So You Think You Have Tried Everything, Do You? Then Think Again. Part IV

When everything in Tiers I and II have failed, we are halfway there.  Here are some of the things to try at this next level.

Abortive / Symptomatic-Pharmacological Treatment Tier IV

Intravenous Infusions 

The role for IV therapy in headache treatment is in one of several situations including the following;

1)      The first is where someone has entered a cycle of very severe and daily headaches,

2)      Where the preventatives have not been working and we need a way to break a prolonged cycle,

3)      Where someone is in rebound headaches and needs help cutting back on the rebounding medications.


IV treatments include one or a combination of several medications that might include;

1)      DHE -45 (dihydroergotamine),

2)      An anti-emetic such as metoclopramide,

3)      Magnesium,

4)      Depacon® (IV form of Depakote)

5)      Others






Pros: These IV solutions can be very effective in treating headaches even when all else has failed.




The hope is that these will give lasting benefit. Sometimes they only help for days, which is not worth the effort. It is expensive to do IV therapy., but IV medications can have more of a side effect.


Arranging IV meds can be difficult. We are working on creating an IV center as part of the Pacific Rim Headache Center. But until that is up and running, we have to rely on home infusion services.

Chronic Daily Opioids 

This is the intentional prescription of daily narcotics to treat the headaches.

Pros:For some people, this is the only avenue left for help.



The cons are many.  For one, it is a given that if you take these narcotics on a daily basis, you become addicted.  That addiction can complicate a person’s life.


In some studies, the daily prescribing of narcotics didn’t improve the overall quality of a person’s life but lessened it.


Daily narcotics, by law, must be given at special pain clinics and those are sometimes hard to find.


Pain medication can cause rebound headaches and over time, the headache condition actually worsens.  This is why many headache clinics don’t think there is a place for daily narcotics, while some do.



Prevention Non-pharmacological / Tier IV

Supplements No additional ones to add at this level

Nerve stimulation


Either two point (bi-occipital) or four point (bi-occipital + bi-greater orbital) nerve stimulation. These procedures also go by names such as the “Reed Procedure” or the “Omega Procedure.”

Pros:The limited studies done so far show that these tend to be highly effective even for patients who have failed everything else.  However, they don’t work for everyone.



These are invasive procedures requiring wires to be connected directly to the nerves under the skin and then wearing a stimulator that has been surgically implanted. The procedure is expensive, my estimate is $10-20,000 and may not be covered by your insurance.

Headache Surgery 

This is a procedure where a surgeon cuts away tissue from around nerves outside the cranium.

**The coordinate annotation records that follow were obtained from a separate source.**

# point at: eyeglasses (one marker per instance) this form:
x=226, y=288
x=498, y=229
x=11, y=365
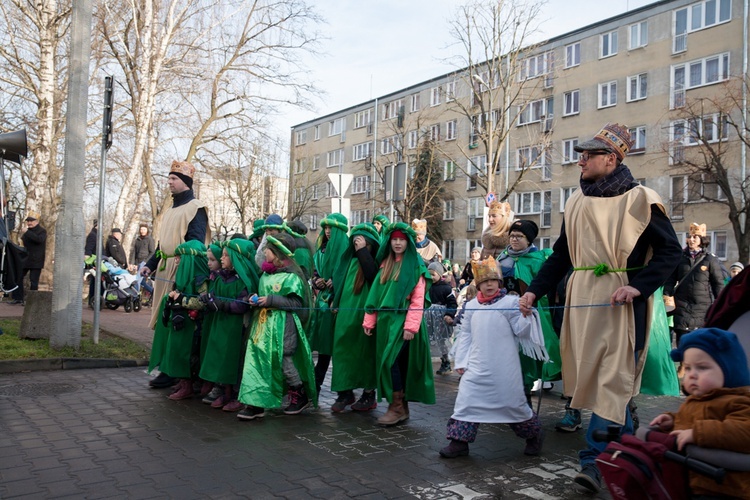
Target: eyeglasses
x=588, y=154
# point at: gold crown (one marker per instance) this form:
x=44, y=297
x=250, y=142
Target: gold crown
x=485, y=270
x=697, y=229
x=419, y=226
x=182, y=167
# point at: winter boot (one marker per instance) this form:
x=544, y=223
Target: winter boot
x=396, y=412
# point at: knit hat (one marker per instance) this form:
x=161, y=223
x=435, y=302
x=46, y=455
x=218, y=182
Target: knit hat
x=485, y=270
x=613, y=138
x=723, y=347
x=697, y=229
x=184, y=170
x=527, y=227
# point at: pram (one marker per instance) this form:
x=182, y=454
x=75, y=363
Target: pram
x=119, y=287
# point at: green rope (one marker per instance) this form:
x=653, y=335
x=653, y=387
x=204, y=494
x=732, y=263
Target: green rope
x=602, y=269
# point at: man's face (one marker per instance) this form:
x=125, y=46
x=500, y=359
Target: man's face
x=596, y=165
x=176, y=185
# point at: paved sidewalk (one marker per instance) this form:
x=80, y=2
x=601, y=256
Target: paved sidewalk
x=103, y=434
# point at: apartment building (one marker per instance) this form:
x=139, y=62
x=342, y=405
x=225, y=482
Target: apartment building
x=665, y=70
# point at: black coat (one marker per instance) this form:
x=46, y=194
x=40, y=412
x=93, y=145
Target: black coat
x=114, y=249
x=35, y=242
x=696, y=290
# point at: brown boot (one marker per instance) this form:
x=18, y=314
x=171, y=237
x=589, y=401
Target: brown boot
x=396, y=412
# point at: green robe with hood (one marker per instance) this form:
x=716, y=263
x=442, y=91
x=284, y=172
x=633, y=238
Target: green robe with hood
x=390, y=300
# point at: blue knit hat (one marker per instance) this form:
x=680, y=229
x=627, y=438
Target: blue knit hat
x=724, y=348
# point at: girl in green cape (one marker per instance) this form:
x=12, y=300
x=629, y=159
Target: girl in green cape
x=394, y=312
x=236, y=281
x=330, y=248
x=278, y=354
x=354, y=353
x=179, y=323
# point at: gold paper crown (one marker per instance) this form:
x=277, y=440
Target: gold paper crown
x=183, y=167
x=697, y=229
x=501, y=208
x=485, y=270
x=419, y=226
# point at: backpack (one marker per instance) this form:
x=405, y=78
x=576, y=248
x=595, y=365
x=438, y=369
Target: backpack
x=635, y=469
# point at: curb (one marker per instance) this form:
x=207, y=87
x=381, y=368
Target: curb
x=33, y=365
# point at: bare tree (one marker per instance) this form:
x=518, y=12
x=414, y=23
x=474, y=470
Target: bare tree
x=707, y=137
x=495, y=67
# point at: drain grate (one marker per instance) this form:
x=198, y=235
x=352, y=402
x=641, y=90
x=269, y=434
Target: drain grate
x=30, y=390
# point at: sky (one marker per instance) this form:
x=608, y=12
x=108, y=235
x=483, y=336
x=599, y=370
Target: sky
x=375, y=47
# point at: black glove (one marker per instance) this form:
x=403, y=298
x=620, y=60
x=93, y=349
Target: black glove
x=178, y=321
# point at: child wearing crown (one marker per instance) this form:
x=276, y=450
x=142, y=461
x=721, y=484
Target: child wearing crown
x=491, y=387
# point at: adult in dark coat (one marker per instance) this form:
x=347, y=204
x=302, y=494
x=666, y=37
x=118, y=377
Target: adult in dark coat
x=143, y=246
x=35, y=242
x=114, y=249
x=695, y=283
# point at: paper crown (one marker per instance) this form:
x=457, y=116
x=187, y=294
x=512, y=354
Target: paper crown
x=419, y=226
x=697, y=229
x=485, y=270
x=612, y=137
x=182, y=167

Pros:The plastic surgeons who do these procedures claim to have a very good response.  However, there has only been one study done so far.  If this did work, it would be a permanent solution to the headaches. We are working with a plastic surgeon in Anacortes who can do the decompression procedure.



These procedures have not been approved by the American and International Headache Societies due to lack of evidence. These procedures can be expensive and insurance companies do not cover them.



Prevention Pharmacological / Tier IV

Daily Triptans Pros:There have been a couple of studies looking at the benefit of using daily triptans, such as naratriptan, as headache preventatives and they seem to support their benefit.  Many patients report that these are the only thing that gives them relief.  We have pretty good data on the use of daily triptans and they appear to be safe. However, long term studies have not been done yet to establish compete safety.


Triptans can cause rebound headaches, where the headaches actually worsen with their frequent use.  The next major problem is that triptans are expensive and insurance companies usually only pays for 12-18 per month.

Inpatient (Quaternary) Treatment Centers Pros:These are hospital-based treatment centers that offer intense, round the clock, headache diagnosis and treatment. The staff at these centers are all highly trained in headache treatment, which separates them from a usual hospital stay.  Most of them have demonstrated effective treatment, even in patients who have failed other treatments. It is also an excellent place to be wean off, in a compassionate way, medications that might be causing rebound headaches.


Because insurance companies pay poorly for this important service, there are only a few such centers in the U.S. so it requires travel.  We work with the first one ever developed, Michigan Headpain and Neurologic Institute, in Ann Arbor, Michigan.  These programs can be expensive. If they have had any criticism it is the fact that the patient can do better in that controlled environment, but then might deteriorate when they are in their home setting.